Aparte de la evidencia de que ningún español puede ser privado de ser educado en español, resulta que la inmersión lingüística en catalán sí es un problema, como lo es en euskera, en gallego, en bable o en klingon. La única manera de que un niño no sea un friki que habla sólo un idioma de leñadores, de adanes con guitarrita o de ranas extraterrestres es que sepa idiomas útiles. Pero el nacionalismo no quiere perfectos bilingües o trilingües, chavales con sus idiomas y su solfeo. En realidad, es mucho más sencillo: si no hay gente hablando la lengua de tu tribu, en la que defines tu tribu, te quedas sin tribu y, aún peor, sin el negocio de la tribu. Si compites con una lengua que es objetivamente más útil, o sea el español, la única manera de ganar es eliminarla. Eso es la inmersión. Claro que si uno piensa dedicarse al propio negocio del nacionalismo o del frikismo, el catalán o incluso el klingon son buenas opciones. 

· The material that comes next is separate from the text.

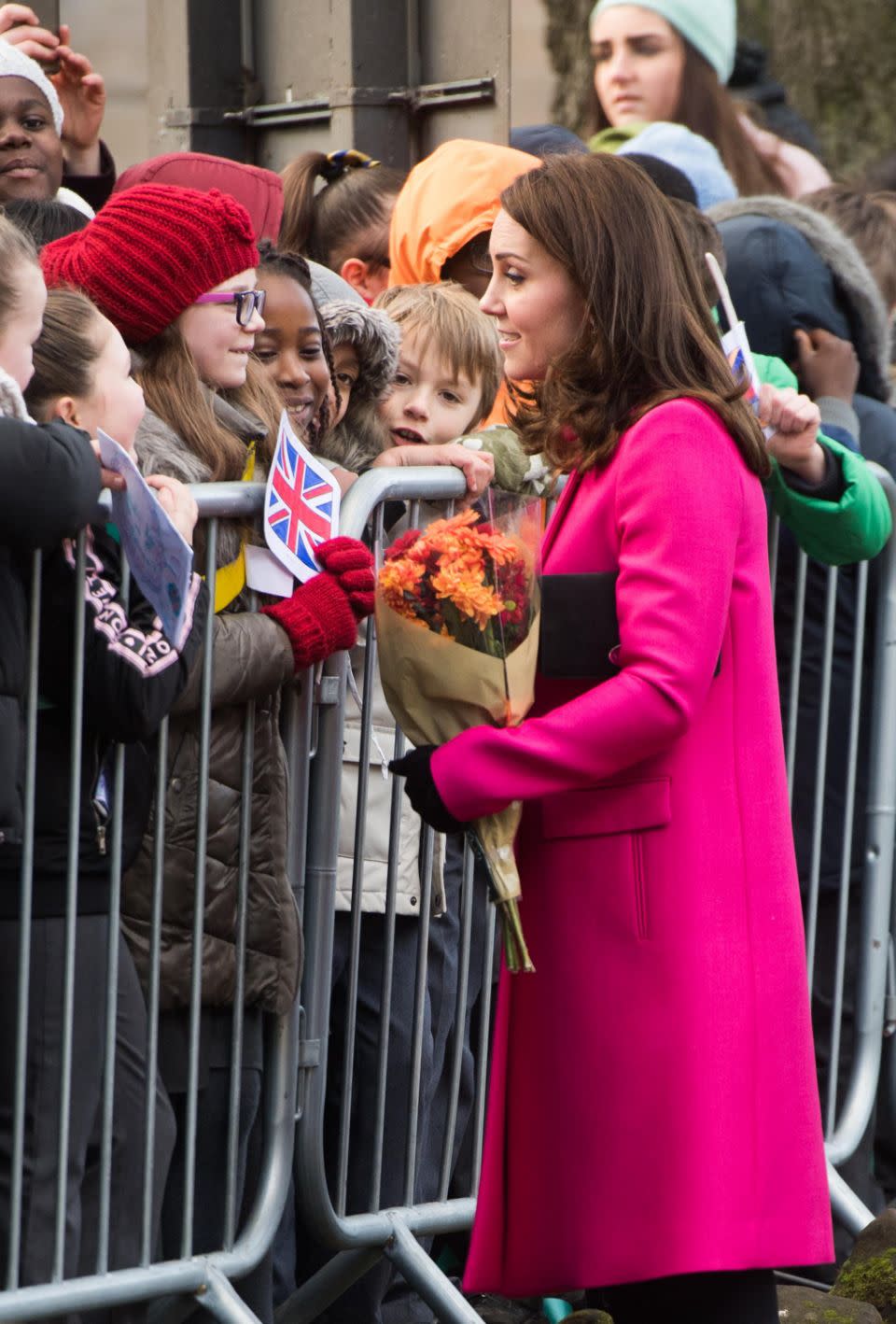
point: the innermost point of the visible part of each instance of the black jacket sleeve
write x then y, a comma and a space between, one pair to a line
49, 482
95, 190
133, 671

Aragonés protesta y presenta armas, Sánchez toreará como siempre, ante su espejito de afeitar, y los tribunales, que decretan clases de español en España como una invasión, o estados de alarma ilegales que se vaporizan, yo diría que los ven en Cataluña y en la Moncloa como clubes de sumilleres, que hasta van vestidos un poco así y hablan de los terciopelos y los chocolates de la ley como los del vino, sin que a nadie más le importe. Pero nadie como Colau explica tan bien de qué va esto en Cataluña. Ella allí, como en su clase machadiana, con abrigos amontonados como nieve, con banderitas como luces de Belén, con el tinterito del idioma, con la lluvia eterna de la melancolía y el retorno; ella allí, agradecida de que a tantos se les permita ser como ellos, iguales a ellos, o sea iguales sin más. El que lo rechace, ingrato, merece ser expulsado o merece ser machacado.